Friday, October 11, 2013

Sharing the Truth We Discover

A guy visited the shack recently and asked me a great question.

“What do you hope to accomplish with your writing? Why are you doing it?”

When you don’t have a quick answer don’t you sometimes just wish people would keep their mouth shut? I’ve been thinking of this question for weeks now and I think I have an answer. I’m not a quick thinker. That’s why writing appeals to me. I have to think before I respond and writing matches that speed. I’ve always admired people with witty and snappy answers who engage readily in verbal repartee. But I’ve never been one of those people.

I hope to connect with people through my writing as others have connected with me. I’ve been enriched beyond measure by writers. When I have felt most alone, most isolated, most stranded I have read the words of others and realized I indeed had a tie with the rest of the human race. That can be infinitely important. Is infinitely the right adjective? Let’s go on.

I quit my teaching job, an occupation I had both prepared and been educated for, and struck out on my own. I left everyone I knew and loved for a hazy set of reasons unclear even to me and found myself terribly alone. By chance I picked up a copy of Fyodor Dostoevsky’s Notes from the Underground and read these opening lines:

“I am a sick man…I am a spiteful man. I am an unattractive man. I believe my liver is diseased, although I know nothing at all about my disease, and do not know for certain what ails me.”

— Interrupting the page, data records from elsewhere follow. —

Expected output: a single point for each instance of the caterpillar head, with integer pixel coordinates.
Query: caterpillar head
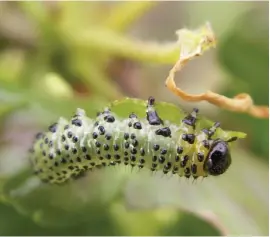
(219, 157)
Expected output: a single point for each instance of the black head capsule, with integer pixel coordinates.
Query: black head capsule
(218, 158)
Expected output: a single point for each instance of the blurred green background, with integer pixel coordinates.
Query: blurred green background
(57, 56)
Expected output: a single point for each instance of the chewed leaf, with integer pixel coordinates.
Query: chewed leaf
(193, 44)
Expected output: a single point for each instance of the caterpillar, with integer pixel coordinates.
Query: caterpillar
(156, 136)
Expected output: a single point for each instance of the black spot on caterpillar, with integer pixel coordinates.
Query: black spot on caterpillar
(156, 136)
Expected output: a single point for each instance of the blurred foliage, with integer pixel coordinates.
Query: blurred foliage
(244, 53)
(57, 56)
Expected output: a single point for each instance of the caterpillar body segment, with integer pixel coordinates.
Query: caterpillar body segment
(145, 134)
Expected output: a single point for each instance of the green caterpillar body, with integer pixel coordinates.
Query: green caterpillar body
(156, 136)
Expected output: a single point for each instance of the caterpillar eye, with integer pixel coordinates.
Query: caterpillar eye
(218, 159)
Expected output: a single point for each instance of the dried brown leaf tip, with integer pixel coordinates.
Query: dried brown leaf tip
(193, 44)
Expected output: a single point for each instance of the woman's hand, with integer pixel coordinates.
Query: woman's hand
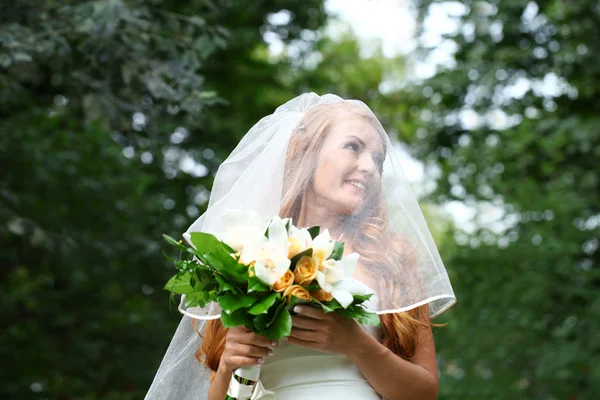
(329, 333)
(245, 348)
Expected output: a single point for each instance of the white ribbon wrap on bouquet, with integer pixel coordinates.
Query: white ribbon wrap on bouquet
(244, 385)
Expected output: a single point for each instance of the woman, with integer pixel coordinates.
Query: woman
(321, 162)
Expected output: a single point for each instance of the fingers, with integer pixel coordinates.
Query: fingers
(303, 334)
(311, 312)
(240, 361)
(306, 323)
(305, 343)
(245, 336)
(252, 351)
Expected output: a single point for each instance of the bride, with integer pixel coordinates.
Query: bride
(324, 161)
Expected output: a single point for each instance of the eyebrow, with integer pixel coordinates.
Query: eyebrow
(364, 145)
(359, 139)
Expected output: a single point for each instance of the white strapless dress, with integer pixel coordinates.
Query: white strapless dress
(298, 373)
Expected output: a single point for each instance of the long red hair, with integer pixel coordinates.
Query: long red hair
(400, 330)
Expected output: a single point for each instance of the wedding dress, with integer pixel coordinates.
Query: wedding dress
(298, 373)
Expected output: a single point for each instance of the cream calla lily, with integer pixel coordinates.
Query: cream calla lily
(322, 246)
(272, 261)
(244, 231)
(299, 240)
(336, 278)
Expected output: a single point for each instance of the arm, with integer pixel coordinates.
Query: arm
(391, 376)
(220, 383)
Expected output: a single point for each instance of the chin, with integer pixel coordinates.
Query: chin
(349, 208)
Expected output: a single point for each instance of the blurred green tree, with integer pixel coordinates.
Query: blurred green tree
(512, 122)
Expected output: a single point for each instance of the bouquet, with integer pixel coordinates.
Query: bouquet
(258, 270)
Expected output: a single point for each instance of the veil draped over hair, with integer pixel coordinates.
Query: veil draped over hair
(269, 172)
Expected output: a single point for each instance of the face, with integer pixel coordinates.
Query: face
(349, 166)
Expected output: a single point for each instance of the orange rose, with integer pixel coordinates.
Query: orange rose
(284, 282)
(321, 295)
(297, 291)
(306, 270)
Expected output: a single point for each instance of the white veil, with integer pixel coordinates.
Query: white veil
(261, 174)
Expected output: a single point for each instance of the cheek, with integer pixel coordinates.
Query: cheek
(326, 173)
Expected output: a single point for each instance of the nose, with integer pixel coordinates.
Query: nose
(366, 163)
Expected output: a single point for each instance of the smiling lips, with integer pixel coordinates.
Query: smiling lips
(358, 184)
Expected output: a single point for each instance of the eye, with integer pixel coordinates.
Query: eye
(352, 146)
(378, 160)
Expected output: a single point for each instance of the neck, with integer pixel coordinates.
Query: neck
(318, 214)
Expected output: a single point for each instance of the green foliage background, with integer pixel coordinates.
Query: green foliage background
(115, 115)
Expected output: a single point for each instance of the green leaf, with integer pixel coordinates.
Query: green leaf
(231, 302)
(294, 301)
(338, 251)
(172, 241)
(180, 284)
(281, 326)
(360, 298)
(199, 299)
(314, 231)
(360, 314)
(263, 306)
(260, 324)
(236, 318)
(226, 286)
(207, 243)
(256, 285)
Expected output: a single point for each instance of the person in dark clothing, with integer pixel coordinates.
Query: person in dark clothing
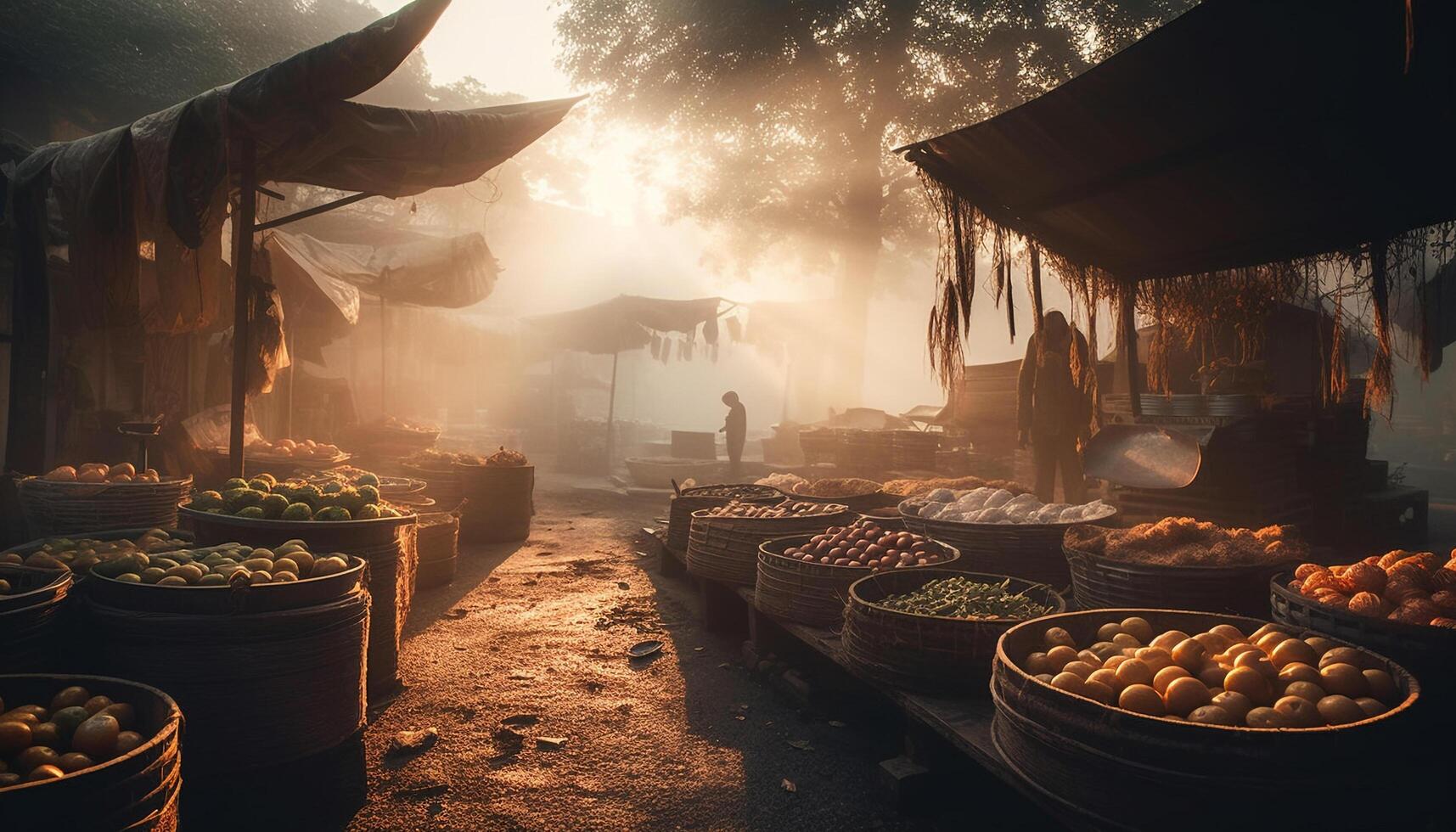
(1052, 410)
(735, 427)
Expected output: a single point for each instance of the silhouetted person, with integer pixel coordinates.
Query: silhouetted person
(1052, 411)
(735, 427)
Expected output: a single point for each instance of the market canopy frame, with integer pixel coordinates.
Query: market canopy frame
(1240, 134)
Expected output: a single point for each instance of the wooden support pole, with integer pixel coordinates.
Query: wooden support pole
(612, 407)
(1127, 334)
(242, 276)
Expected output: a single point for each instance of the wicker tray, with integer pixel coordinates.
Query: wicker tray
(682, 506)
(926, 652)
(727, 548)
(1429, 652)
(67, 508)
(234, 598)
(1032, 551)
(1101, 582)
(812, 593)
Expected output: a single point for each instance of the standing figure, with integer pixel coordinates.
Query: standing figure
(735, 427)
(1052, 411)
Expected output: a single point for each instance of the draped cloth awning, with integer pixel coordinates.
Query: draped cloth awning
(625, 323)
(449, 273)
(1241, 133)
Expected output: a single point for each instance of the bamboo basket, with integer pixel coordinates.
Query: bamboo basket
(386, 544)
(439, 548)
(1425, 650)
(67, 508)
(926, 652)
(1101, 582)
(812, 593)
(34, 618)
(138, 790)
(727, 548)
(1117, 770)
(682, 506)
(1032, 551)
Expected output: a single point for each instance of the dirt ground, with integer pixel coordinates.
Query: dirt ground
(529, 643)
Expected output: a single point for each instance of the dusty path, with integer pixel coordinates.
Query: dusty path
(537, 632)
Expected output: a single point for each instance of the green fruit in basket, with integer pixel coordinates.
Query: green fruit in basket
(297, 512)
(274, 506)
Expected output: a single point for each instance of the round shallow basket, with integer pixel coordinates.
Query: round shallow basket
(138, 790)
(232, 599)
(439, 548)
(441, 484)
(1429, 652)
(812, 593)
(1118, 770)
(926, 652)
(1099, 582)
(498, 503)
(1032, 551)
(727, 548)
(67, 508)
(386, 544)
(258, 688)
(34, 616)
(682, 506)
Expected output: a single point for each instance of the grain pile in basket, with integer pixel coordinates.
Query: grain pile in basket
(1411, 587)
(918, 487)
(1187, 542)
(1001, 506)
(836, 487)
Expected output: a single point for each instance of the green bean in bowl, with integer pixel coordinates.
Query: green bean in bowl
(969, 599)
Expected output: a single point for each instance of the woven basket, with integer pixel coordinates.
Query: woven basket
(1099, 582)
(810, 593)
(299, 672)
(138, 790)
(1429, 652)
(682, 506)
(67, 508)
(926, 652)
(439, 548)
(727, 548)
(1117, 770)
(441, 484)
(386, 544)
(1032, 551)
(34, 620)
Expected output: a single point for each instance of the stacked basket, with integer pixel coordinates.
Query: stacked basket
(69, 508)
(727, 548)
(439, 547)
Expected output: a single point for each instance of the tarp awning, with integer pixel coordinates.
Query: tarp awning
(1241, 133)
(449, 273)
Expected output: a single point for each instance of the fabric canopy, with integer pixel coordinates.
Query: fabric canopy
(450, 273)
(625, 323)
(1241, 133)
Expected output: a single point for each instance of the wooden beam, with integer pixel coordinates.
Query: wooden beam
(242, 276)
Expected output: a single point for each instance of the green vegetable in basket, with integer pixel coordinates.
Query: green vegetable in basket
(297, 512)
(963, 598)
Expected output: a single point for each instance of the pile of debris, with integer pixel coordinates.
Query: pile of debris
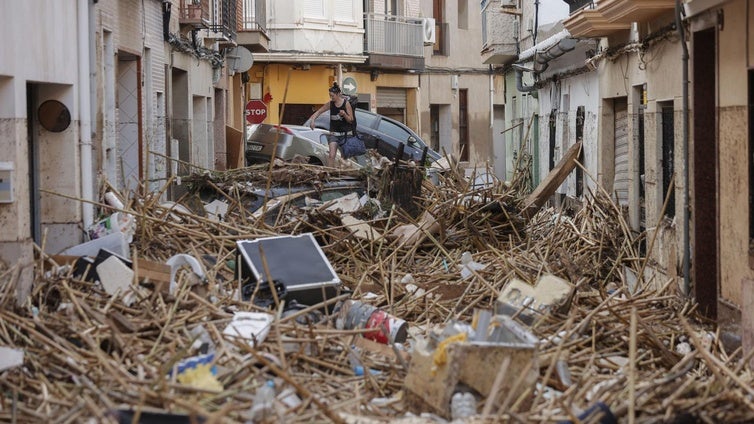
(466, 310)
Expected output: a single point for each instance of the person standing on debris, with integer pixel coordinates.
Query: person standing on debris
(341, 117)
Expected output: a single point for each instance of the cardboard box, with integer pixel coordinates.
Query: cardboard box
(295, 263)
(474, 365)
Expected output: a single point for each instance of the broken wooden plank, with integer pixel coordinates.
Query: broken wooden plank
(554, 179)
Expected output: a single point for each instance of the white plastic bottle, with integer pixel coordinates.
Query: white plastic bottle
(462, 405)
(263, 408)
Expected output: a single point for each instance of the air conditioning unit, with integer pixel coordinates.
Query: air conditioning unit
(428, 31)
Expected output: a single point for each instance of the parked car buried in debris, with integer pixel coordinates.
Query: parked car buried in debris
(377, 131)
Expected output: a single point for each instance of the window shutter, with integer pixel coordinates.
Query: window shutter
(314, 8)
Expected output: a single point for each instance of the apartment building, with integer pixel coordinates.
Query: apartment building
(658, 92)
(408, 60)
(109, 93)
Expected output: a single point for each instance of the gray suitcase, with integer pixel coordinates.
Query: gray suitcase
(297, 265)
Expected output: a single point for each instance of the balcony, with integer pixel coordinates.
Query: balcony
(252, 26)
(223, 22)
(394, 42)
(194, 13)
(499, 33)
(610, 16)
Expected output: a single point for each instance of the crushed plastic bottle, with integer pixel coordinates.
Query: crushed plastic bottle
(462, 405)
(263, 408)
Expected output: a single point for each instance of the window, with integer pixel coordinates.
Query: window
(668, 140)
(343, 12)
(580, 116)
(394, 130)
(314, 9)
(463, 124)
(751, 160)
(463, 14)
(440, 46)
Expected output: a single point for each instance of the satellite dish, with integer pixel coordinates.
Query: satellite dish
(239, 59)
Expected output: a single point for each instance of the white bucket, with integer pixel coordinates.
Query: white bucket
(115, 223)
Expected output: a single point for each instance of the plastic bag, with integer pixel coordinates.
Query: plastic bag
(352, 146)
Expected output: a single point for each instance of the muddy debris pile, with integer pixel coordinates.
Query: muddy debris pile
(295, 293)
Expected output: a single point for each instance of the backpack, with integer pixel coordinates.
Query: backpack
(353, 100)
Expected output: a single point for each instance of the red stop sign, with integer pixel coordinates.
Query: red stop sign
(256, 111)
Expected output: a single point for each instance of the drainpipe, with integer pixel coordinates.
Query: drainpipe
(685, 219)
(520, 80)
(492, 96)
(84, 111)
(536, 22)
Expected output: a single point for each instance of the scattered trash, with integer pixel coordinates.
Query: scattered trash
(116, 223)
(440, 364)
(115, 242)
(263, 407)
(599, 413)
(468, 266)
(386, 329)
(312, 281)
(462, 405)
(116, 278)
(527, 302)
(253, 326)
(10, 358)
(199, 372)
(176, 262)
(216, 210)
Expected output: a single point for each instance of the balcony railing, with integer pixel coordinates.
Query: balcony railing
(393, 35)
(194, 12)
(224, 14)
(253, 16)
(574, 5)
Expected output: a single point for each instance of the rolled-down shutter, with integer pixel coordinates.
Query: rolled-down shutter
(621, 152)
(391, 97)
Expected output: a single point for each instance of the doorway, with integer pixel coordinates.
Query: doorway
(704, 263)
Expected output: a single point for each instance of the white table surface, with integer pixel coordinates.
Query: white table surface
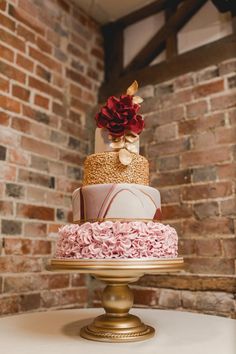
(176, 333)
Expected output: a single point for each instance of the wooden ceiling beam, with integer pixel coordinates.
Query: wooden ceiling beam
(196, 59)
(225, 5)
(142, 13)
(157, 43)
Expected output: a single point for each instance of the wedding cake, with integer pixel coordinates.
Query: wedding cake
(116, 213)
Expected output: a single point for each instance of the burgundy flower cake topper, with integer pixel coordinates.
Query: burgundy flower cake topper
(120, 117)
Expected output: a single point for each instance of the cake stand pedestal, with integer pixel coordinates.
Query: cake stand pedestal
(117, 324)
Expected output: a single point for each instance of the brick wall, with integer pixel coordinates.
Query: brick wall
(51, 66)
(190, 141)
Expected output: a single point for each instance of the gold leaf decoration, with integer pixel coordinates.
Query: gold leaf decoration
(131, 138)
(137, 100)
(131, 147)
(125, 157)
(117, 144)
(132, 89)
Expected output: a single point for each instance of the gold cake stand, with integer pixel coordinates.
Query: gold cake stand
(117, 324)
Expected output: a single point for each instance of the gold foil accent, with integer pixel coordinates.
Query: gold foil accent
(137, 100)
(105, 167)
(125, 157)
(132, 89)
(117, 324)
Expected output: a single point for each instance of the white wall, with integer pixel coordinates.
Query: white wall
(206, 26)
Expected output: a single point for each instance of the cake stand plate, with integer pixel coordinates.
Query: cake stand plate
(117, 324)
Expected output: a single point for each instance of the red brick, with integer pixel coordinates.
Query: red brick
(145, 296)
(209, 88)
(227, 171)
(176, 211)
(35, 212)
(12, 40)
(8, 173)
(42, 247)
(223, 102)
(12, 72)
(6, 53)
(20, 92)
(64, 5)
(4, 85)
(166, 132)
(44, 59)
(98, 53)
(9, 104)
(17, 246)
(77, 77)
(201, 124)
(7, 22)
(204, 139)
(212, 265)
(9, 304)
(29, 302)
(187, 247)
(196, 109)
(206, 209)
(170, 178)
(3, 5)
(18, 157)
(58, 281)
(6, 208)
(40, 117)
(77, 280)
(205, 157)
(59, 109)
(229, 247)
(26, 34)
(226, 135)
(79, 105)
(64, 297)
(24, 62)
(4, 118)
(35, 229)
(75, 50)
(44, 74)
(205, 191)
(39, 147)
(208, 248)
(46, 88)
(43, 45)
(26, 19)
(41, 101)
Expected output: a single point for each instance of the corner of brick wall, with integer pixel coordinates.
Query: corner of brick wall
(190, 141)
(51, 67)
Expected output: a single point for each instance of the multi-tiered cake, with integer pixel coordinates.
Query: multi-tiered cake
(116, 213)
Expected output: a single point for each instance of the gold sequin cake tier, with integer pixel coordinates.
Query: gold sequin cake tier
(106, 167)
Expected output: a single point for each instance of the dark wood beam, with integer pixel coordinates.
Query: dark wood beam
(158, 41)
(171, 42)
(142, 13)
(196, 59)
(113, 48)
(225, 5)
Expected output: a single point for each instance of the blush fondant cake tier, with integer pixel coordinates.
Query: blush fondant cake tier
(116, 213)
(117, 240)
(123, 201)
(105, 167)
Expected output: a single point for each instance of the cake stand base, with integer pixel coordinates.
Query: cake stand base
(117, 325)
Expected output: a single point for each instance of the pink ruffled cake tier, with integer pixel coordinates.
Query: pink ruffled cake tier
(117, 240)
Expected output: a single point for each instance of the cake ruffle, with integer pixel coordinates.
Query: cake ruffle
(117, 240)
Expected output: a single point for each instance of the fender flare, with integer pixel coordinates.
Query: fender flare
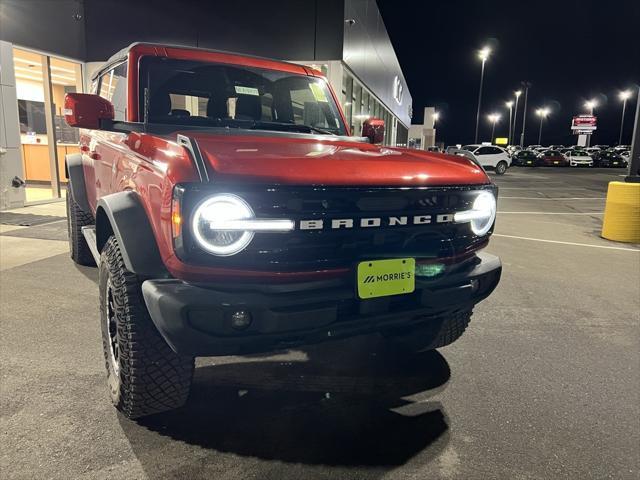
(75, 174)
(122, 214)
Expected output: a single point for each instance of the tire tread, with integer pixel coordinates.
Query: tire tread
(153, 378)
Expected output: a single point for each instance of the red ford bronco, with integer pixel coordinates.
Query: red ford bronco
(231, 211)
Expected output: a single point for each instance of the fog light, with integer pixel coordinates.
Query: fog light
(241, 319)
(429, 269)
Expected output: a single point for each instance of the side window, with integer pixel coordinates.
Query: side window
(113, 87)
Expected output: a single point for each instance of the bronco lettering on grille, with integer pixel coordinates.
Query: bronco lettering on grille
(374, 222)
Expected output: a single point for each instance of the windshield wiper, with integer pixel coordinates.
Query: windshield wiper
(257, 124)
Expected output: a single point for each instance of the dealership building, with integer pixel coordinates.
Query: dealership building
(49, 48)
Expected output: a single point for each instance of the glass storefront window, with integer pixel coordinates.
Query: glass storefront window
(41, 84)
(347, 88)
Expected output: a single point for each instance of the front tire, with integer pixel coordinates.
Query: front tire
(434, 334)
(144, 375)
(501, 168)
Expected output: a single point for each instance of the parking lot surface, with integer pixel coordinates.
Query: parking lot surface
(544, 384)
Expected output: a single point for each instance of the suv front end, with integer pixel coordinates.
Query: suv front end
(278, 265)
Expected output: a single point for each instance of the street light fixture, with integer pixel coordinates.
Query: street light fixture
(517, 93)
(482, 55)
(493, 118)
(624, 96)
(509, 105)
(526, 86)
(542, 113)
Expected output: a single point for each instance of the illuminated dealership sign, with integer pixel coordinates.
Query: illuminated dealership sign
(397, 89)
(584, 124)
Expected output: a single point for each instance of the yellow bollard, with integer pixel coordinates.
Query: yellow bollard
(622, 213)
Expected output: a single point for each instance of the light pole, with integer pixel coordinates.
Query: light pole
(542, 113)
(493, 118)
(435, 116)
(590, 105)
(624, 96)
(482, 55)
(526, 86)
(509, 105)
(515, 113)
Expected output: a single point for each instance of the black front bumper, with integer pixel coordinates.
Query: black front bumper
(196, 319)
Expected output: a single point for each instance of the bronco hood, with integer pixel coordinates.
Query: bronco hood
(325, 160)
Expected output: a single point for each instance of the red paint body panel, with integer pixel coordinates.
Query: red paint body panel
(310, 161)
(152, 165)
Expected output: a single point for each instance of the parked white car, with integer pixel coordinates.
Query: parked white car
(579, 158)
(490, 157)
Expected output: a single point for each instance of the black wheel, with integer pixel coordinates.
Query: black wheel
(501, 168)
(435, 333)
(144, 375)
(76, 219)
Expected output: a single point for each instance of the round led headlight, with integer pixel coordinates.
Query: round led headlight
(482, 214)
(214, 215)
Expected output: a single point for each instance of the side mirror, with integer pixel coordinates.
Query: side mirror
(373, 129)
(84, 110)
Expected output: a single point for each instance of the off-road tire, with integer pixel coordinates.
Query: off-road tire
(76, 219)
(144, 375)
(434, 334)
(501, 167)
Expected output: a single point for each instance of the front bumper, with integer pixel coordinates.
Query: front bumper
(196, 319)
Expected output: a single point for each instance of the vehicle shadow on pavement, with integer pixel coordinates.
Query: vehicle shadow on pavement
(343, 406)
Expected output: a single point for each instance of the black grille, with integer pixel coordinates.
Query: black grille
(309, 250)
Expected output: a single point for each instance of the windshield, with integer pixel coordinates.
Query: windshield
(194, 93)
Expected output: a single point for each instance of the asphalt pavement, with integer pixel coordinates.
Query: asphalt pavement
(544, 384)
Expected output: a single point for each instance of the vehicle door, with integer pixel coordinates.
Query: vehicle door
(497, 155)
(485, 156)
(106, 147)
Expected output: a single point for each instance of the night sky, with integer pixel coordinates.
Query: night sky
(570, 51)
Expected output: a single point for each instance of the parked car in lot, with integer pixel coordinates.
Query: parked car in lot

I don’t even know now what so struck me, pulled me in, captivated me by these words. Maybe it was the directness of the first person narrative. Maybe it was his honesty. But I know I was touched, there in a cheap hostel in Aberdeen Scotland, engrossed in the thoughts and the written words of a nineteenth century Russian whose work miraculously found its way into print for me to read and appreciate there by the North Sea. Dostoevsky helped me understand life. I read that book in a matter of days, and his longer novel Crime and Punishment which I stole, ironically, from the Aberdeen Public library, going without sleep to finish it, and by doing so made my way, mostly by myself, through the confusing Scottish winter of 1974. What did Dostoevsky hope to accomplish with his writing? Did he imagine helping me?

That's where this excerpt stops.